Les élus régionalistes restent en effet minoritaires en nombre de voix (47,5% des suffrages) et savent qu’il leur sera difficile de forcer la main à l’autre moitié de la société, déterminée à rester unie au reste de l’Espagne. "Ils vont être confrontés à une opposition qui n'est plus la même", précise la chercheuse, qui voit en Ciudadanos un vent de nouveauté grâce à "un discours sur l’Espagne qui gagne". La formation, qui va jouer à plein son rôle de poil à gratter, ne compte rien lâcher sur la question de l’indépendance. "Le débat est devenu très émotionnel", note Barbara Loyer. Elle estime que les fractures béantes seront longues à combler.
Que va faire Mariano Rajoy ?
Il ne s’attendait sans doute pas à un tel camouflet. Le chef du gouvernement espagnol, muet depuis l’annonce des résultats jeudi soir, s'est exprimé vendredi à 14h depuis La Moncloa, siège de l’exécutif. "De ces élections, émerge une Catalogne plurielle et nous devons tous la respecter", a-t-il d'abord déclaré, saluant chaudement la victoire de la candidate centrise Inés Arrimadas. "Personne ne peut parler au nom de la Catalogne s'il ne parle pas au nom de toute la Catalogne", a-t-il enchaîné avant d'évoquer "une chance de franchir une nouvelle étape", soulignant sans plus de précisions qu'"une période de dialogue s'ouvr[ait] en Catalogne". De quoi susciter l'étonnement lorsqu'il a ensuite refusé l'invitation de Carles Puigdemont, qui souhaite le rencontrer hors d'Espagne. "Je devrais m'asseoir avec ceux qui ont gagné les élections et c'est Inés Arrimadas", a-t-il ironisé.

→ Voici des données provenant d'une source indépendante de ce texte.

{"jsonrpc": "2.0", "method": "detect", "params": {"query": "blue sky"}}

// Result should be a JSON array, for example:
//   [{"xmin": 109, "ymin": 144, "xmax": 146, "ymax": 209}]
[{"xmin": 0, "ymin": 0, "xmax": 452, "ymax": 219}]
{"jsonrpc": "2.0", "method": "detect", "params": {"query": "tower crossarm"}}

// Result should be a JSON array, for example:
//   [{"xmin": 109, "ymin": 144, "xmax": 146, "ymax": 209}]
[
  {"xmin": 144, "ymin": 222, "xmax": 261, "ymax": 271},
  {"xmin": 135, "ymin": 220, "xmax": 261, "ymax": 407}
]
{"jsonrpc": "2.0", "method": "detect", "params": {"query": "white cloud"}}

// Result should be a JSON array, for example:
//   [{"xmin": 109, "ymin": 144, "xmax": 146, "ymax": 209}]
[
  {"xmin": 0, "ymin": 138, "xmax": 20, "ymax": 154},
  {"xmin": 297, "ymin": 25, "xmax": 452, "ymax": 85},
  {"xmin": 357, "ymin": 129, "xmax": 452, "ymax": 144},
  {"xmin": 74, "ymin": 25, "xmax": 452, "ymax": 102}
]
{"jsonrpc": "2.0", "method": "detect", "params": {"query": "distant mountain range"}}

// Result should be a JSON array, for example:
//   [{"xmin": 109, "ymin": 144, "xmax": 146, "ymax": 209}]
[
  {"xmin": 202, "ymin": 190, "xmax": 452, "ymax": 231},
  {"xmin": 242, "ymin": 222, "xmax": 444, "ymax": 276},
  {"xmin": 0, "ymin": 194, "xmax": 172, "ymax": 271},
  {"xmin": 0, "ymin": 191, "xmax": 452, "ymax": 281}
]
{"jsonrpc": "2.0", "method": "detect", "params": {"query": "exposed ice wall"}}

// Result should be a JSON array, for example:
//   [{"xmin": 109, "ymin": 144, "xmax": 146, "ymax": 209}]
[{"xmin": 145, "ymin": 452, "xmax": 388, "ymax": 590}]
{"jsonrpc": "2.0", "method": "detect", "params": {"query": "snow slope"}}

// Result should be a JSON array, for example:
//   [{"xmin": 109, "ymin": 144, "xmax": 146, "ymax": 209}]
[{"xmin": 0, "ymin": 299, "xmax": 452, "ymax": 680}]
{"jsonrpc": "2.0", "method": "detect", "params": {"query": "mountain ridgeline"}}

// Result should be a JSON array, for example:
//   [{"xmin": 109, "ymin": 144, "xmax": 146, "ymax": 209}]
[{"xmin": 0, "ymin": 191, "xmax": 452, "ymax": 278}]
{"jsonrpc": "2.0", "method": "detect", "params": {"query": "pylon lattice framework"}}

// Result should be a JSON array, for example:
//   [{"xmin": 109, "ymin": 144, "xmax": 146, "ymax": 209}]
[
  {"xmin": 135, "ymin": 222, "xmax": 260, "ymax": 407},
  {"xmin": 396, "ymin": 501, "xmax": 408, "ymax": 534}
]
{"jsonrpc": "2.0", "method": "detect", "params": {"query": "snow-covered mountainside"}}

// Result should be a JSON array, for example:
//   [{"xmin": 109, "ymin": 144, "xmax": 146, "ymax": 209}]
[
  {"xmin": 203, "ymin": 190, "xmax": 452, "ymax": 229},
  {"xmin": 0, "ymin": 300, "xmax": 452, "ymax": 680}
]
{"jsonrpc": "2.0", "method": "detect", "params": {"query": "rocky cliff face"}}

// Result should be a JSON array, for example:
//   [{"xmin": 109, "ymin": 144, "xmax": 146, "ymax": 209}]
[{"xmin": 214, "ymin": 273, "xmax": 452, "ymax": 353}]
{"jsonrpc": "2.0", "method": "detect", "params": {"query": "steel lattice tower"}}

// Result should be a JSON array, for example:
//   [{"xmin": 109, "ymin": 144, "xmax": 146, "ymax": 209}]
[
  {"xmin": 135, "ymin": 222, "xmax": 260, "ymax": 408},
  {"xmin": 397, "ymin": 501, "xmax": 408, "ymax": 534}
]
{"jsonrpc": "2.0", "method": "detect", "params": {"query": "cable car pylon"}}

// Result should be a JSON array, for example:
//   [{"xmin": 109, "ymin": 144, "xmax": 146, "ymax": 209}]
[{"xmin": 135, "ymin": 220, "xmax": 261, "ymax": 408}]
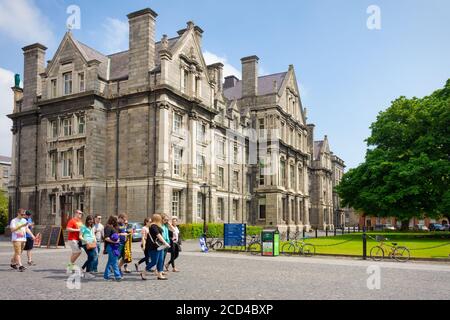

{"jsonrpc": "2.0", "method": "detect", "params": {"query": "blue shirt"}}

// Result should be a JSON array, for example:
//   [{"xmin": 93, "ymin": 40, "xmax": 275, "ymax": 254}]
[{"xmin": 25, "ymin": 218, "xmax": 33, "ymax": 239}]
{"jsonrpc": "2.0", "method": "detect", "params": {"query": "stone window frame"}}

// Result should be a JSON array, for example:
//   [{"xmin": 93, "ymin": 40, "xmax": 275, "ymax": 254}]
[{"xmin": 62, "ymin": 71, "xmax": 73, "ymax": 96}]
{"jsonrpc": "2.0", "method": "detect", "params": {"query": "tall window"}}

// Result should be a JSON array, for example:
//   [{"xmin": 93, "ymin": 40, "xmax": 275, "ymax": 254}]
[
  {"xmin": 217, "ymin": 167, "xmax": 225, "ymax": 187},
  {"xmin": 78, "ymin": 115, "xmax": 86, "ymax": 134},
  {"xmin": 197, "ymin": 122, "xmax": 206, "ymax": 143},
  {"xmin": 289, "ymin": 164, "xmax": 295, "ymax": 189},
  {"xmin": 62, "ymin": 118, "xmax": 72, "ymax": 137},
  {"xmin": 173, "ymin": 113, "xmax": 183, "ymax": 133},
  {"xmin": 50, "ymin": 152, "xmax": 57, "ymax": 178},
  {"xmin": 77, "ymin": 149, "xmax": 84, "ymax": 176},
  {"xmin": 197, "ymin": 192, "xmax": 203, "ymax": 219},
  {"xmin": 233, "ymin": 200, "xmax": 239, "ymax": 220},
  {"xmin": 50, "ymin": 79, "xmax": 58, "ymax": 98},
  {"xmin": 173, "ymin": 147, "xmax": 183, "ymax": 176},
  {"xmin": 233, "ymin": 171, "xmax": 239, "ymax": 190},
  {"xmin": 50, "ymin": 196, "xmax": 56, "ymax": 214},
  {"xmin": 217, "ymin": 198, "xmax": 225, "ymax": 221},
  {"xmin": 61, "ymin": 151, "xmax": 72, "ymax": 177},
  {"xmin": 78, "ymin": 72, "xmax": 86, "ymax": 92},
  {"xmin": 63, "ymin": 72, "xmax": 72, "ymax": 95},
  {"xmin": 280, "ymin": 160, "xmax": 286, "ymax": 187},
  {"xmin": 172, "ymin": 190, "xmax": 181, "ymax": 217},
  {"xmin": 197, "ymin": 154, "xmax": 205, "ymax": 179}
]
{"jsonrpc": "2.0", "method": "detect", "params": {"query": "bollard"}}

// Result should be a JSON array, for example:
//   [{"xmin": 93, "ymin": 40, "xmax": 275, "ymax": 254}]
[{"xmin": 363, "ymin": 227, "xmax": 367, "ymax": 260}]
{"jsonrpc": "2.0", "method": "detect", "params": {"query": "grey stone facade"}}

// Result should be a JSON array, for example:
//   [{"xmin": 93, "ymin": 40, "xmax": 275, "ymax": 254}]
[{"xmin": 9, "ymin": 9, "xmax": 344, "ymax": 232}]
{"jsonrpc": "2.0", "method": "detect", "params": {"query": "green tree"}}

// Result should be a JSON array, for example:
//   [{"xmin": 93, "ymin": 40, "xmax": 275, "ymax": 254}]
[
  {"xmin": 336, "ymin": 79, "xmax": 450, "ymax": 228},
  {"xmin": 0, "ymin": 191, "xmax": 8, "ymax": 234}
]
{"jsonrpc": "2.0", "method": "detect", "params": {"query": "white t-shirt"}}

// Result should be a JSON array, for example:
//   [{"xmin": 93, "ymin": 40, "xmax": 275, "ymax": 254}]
[{"xmin": 9, "ymin": 218, "xmax": 27, "ymax": 242}]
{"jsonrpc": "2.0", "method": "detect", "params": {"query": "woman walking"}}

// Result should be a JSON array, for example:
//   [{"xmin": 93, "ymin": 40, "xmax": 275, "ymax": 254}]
[
  {"xmin": 141, "ymin": 214, "xmax": 170, "ymax": 280},
  {"xmin": 80, "ymin": 216, "xmax": 98, "ymax": 279},
  {"xmin": 103, "ymin": 216, "xmax": 122, "ymax": 281},
  {"xmin": 134, "ymin": 218, "xmax": 152, "ymax": 272},
  {"xmin": 165, "ymin": 217, "xmax": 181, "ymax": 272}
]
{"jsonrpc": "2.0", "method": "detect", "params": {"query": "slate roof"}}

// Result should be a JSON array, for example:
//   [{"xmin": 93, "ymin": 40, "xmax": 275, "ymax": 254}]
[
  {"xmin": 224, "ymin": 72, "xmax": 287, "ymax": 100},
  {"xmin": 73, "ymin": 36, "xmax": 181, "ymax": 80}
]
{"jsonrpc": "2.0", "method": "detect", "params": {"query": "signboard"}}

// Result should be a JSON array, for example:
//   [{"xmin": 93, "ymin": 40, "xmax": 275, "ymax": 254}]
[
  {"xmin": 40, "ymin": 226, "xmax": 52, "ymax": 247},
  {"xmin": 223, "ymin": 224, "xmax": 247, "ymax": 247},
  {"xmin": 47, "ymin": 227, "xmax": 66, "ymax": 248}
]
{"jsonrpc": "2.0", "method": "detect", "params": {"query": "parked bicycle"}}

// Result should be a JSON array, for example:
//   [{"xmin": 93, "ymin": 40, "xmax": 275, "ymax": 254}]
[
  {"xmin": 247, "ymin": 236, "xmax": 262, "ymax": 255},
  {"xmin": 206, "ymin": 238, "xmax": 223, "ymax": 250},
  {"xmin": 281, "ymin": 239, "xmax": 316, "ymax": 257},
  {"xmin": 370, "ymin": 238, "xmax": 411, "ymax": 262}
]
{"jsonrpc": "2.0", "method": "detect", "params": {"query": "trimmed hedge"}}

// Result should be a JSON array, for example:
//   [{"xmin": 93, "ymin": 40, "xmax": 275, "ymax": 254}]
[{"xmin": 178, "ymin": 223, "xmax": 263, "ymax": 240}]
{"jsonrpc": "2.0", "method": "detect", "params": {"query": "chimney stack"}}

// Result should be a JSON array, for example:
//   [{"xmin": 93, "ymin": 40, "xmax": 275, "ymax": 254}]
[
  {"xmin": 22, "ymin": 43, "xmax": 47, "ymax": 111},
  {"xmin": 127, "ymin": 8, "xmax": 158, "ymax": 91},
  {"xmin": 241, "ymin": 56, "xmax": 259, "ymax": 97}
]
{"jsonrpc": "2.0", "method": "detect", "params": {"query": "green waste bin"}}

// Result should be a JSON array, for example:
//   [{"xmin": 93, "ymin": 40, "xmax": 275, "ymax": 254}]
[{"xmin": 261, "ymin": 230, "xmax": 280, "ymax": 257}]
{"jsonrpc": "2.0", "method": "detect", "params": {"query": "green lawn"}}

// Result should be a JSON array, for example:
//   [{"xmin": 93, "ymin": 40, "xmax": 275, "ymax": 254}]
[{"xmin": 280, "ymin": 233, "xmax": 450, "ymax": 259}]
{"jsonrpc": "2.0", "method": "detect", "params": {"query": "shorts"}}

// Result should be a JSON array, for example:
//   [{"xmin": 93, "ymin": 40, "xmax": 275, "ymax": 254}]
[
  {"xmin": 23, "ymin": 238, "xmax": 34, "ymax": 251},
  {"xmin": 13, "ymin": 241, "xmax": 25, "ymax": 255},
  {"xmin": 69, "ymin": 240, "xmax": 81, "ymax": 254}
]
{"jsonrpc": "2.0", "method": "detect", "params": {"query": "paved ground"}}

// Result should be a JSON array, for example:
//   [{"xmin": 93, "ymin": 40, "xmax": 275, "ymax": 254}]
[{"xmin": 0, "ymin": 242, "xmax": 450, "ymax": 300}]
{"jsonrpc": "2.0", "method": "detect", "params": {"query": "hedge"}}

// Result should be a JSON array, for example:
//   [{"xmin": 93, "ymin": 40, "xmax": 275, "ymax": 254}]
[{"xmin": 178, "ymin": 223, "xmax": 263, "ymax": 240}]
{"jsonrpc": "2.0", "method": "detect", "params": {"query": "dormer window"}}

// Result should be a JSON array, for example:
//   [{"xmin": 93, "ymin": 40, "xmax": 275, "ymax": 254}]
[
  {"xmin": 50, "ymin": 79, "xmax": 58, "ymax": 98},
  {"xmin": 78, "ymin": 72, "xmax": 86, "ymax": 92},
  {"xmin": 63, "ymin": 72, "xmax": 72, "ymax": 95}
]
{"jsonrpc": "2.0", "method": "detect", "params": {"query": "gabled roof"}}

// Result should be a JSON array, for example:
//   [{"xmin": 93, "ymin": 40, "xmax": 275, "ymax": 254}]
[{"xmin": 223, "ymin": 72, "xmax": 287, "ymax": 100}]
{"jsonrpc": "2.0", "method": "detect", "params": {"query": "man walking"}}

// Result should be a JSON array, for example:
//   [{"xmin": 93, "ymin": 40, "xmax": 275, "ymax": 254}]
[
  {"xmin": 9, "ymin": 209, "xmax": 35, "ymax": 272},
  {"xmin": 23, "ymin": 210, "xmax": 36, "ymax": 266},
  {"xmin": 93, "ymin": 215, "xmax": 105, "ymax": 273},
  {"xmin": 66, "ymin": 210, "xmax": 83, "ymax": 270}
]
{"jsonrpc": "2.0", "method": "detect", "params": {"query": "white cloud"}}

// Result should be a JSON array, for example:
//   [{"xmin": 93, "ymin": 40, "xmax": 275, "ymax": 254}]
[
  {"xmin": 0, "ymin": 0, "xmax": 55, "ymax": 46},
  {"xmin": 203, "ymin": 51, "xmax": 242, "ymax": 79},
  {"xmin": 0, "ymin": 68, "xmax": 14, "ymax": 156},
  {"xmin": 102, "ymin": 18, "xmax": 129, "ymax": 54}
]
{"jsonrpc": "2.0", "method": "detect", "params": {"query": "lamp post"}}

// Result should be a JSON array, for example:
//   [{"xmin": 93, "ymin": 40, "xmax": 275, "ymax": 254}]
[{"xmin": 200, "ymin": 183, "xmax": 211, "ymax": 237}]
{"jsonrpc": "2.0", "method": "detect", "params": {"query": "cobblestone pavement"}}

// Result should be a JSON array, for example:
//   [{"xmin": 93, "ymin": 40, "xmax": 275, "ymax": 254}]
[{"xmin": 0, "ymin": 241, "xmax": 450, "ymax": 300}]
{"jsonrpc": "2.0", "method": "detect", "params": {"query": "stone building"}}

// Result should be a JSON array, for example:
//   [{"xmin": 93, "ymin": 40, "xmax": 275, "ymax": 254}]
[
  {"xmin": 9, "ymin": 9, "xmax": 342, "ymax": 231},
  {"xmin": 0, "ymin": 156, "xmax": 11, "ymax": 193}
]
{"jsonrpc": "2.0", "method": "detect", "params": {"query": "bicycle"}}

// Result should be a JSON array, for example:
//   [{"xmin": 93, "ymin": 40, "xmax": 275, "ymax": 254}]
[
  {"xmin": 370, "ymin": 238, "xmax": 411, "ymax": 262},
  {"xmin": 281, "ymin": 239, "xmax": 316, "ymax": 257},
  {"xmin": 206, "ymin": 238, "xmax": 223, "ymax": 251},
  {"xmin": 247, "ymin": 236, "xmax": 262, "ymax": 255}
]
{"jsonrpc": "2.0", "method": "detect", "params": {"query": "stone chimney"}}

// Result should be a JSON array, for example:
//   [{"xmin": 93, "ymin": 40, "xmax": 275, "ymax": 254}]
[
  {"xmin": 223, "ymin": 76, "xmax": 239, "ymax": 89},
  {"xmin": 127, "ymin": 8, "xmax": 158, "ymax": 92},
  {"xmin": 22, "ymin": 43, "xmax": 47, "ymax": 111},
  {"xmin": 241, "ymin": 56, "xmax": 259, "ymax": 97}
]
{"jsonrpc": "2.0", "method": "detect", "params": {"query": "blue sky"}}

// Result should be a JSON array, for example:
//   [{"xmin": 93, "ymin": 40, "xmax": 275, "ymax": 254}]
[{"xmin": 0, "ymin": 0, "xmax": 450, "ymax": 167}]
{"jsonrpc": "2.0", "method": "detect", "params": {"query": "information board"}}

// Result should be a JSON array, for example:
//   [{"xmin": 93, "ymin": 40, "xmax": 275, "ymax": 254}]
[{"xmin": 223, "ymin": 223, "xmax": 247, "ymax": 247}]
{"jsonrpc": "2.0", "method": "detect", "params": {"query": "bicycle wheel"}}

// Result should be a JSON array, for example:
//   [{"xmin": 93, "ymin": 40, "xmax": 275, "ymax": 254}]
[
  {"xmin": 212, "ymin": 240, "xmax": 223, "ymax": 250},
  {"xmin": 301, "ymin": 243, "xmax": 316, "ymax": 257},
  {"xmin": 370, "ymin": 246, "xmax": 384, "ymax": 261},
  {"xmin": 281, "ymin": 243, "xmax": 295, "ymax": 256},
  {"xmin": 393, "ymin": 247, "xmax": 411, "ymax": 262},
  {"xmin": 248, "ymin": 242, "xmax": 262, "ymax": 255}
]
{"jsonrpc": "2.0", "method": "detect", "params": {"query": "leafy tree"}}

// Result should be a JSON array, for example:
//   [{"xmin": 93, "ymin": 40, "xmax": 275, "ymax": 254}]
[{"xmin": 336, "ymin": 79, "xmax": 450, "ymax": 228}]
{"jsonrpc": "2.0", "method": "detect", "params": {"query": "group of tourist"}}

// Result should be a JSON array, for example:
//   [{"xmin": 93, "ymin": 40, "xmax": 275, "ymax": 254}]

On voit mal comment Mariano Rajoy pourrait être ferme maintenant
Barbara Loyer, spécialiste de l’Espagne
Interrogé sur le cas des élus emprisonnés, Mariano Rajoy a répondu que leur situation ne dépendait "pas du tout du vote" de jeudi mais des décisions que prendra la justice. "Comme tout autre citoyen, nous devons nous soumettre à la justice. Le problème, c'est que nous sommes tous soumis à la règle de droit. Si des gens font ce qu'ils veulent et approuvent des lois parallèles, alors nous nous retrouvons dans une situation qui n'est pas souhaitable dans un pays moderne." Le Premier ministre, qui a exclu la possibilité de convoquer des élections anticipées générales en Espagne tout comme celle de réformer la Constitution, a ensuite précisé qu'il suspendrait l'application de l'article 155 "à partir du moment où il y aura un nouveau gouvernement en Catalogne", soit au plus tard le 8 février prochain.
S'il a tenté de faire bonne figure, le conservateur marche néanmoins sur des oeufs et voit ses marges de manoeuvre réduites. "On voit mal comment Mariano Rajoy pourrait être ferme maintenant", fait valoir Barbara Loyer, pour qui le chef du gouvernement "a manifestement peur d'affronter la rue". Une rue catalane qui pourrait encore gronder si l'exécutif persistait dans la fermeté.
La crise est-elle terminée ?
Après plusieurs semaines d’une tension exacerbée, le retour à une situation normale pourrait prendre du temps. Au-delà des nombreuses questions juridiques à régler, notamment sur les élus emprisonnés ou exilés ou des sanctions qui pèsent toujours sur la Catalogne et ses représentants, les résultats semblent maintenir la région dans le statu-quo. La suite des événements devrait grandement dépendre de la teneur des discussions entre Madrid et les indépendantistes catalans, bien que ces derniers s’estiment légitimes pour mener la politique qu’ils souhaitent.
"Ils disent que la nation catalane a gagné, alors que la seule chose qu'ils peuvent dire, c'est qu'il y a un problème", explique encore Barbara Loyer pour qui il existe actuellement "deux nations sur un même territoire". Deux nations qui vont désormais devoir œuvrer à la réconciliation. Pour l’instant, c’est loin d’être gagné.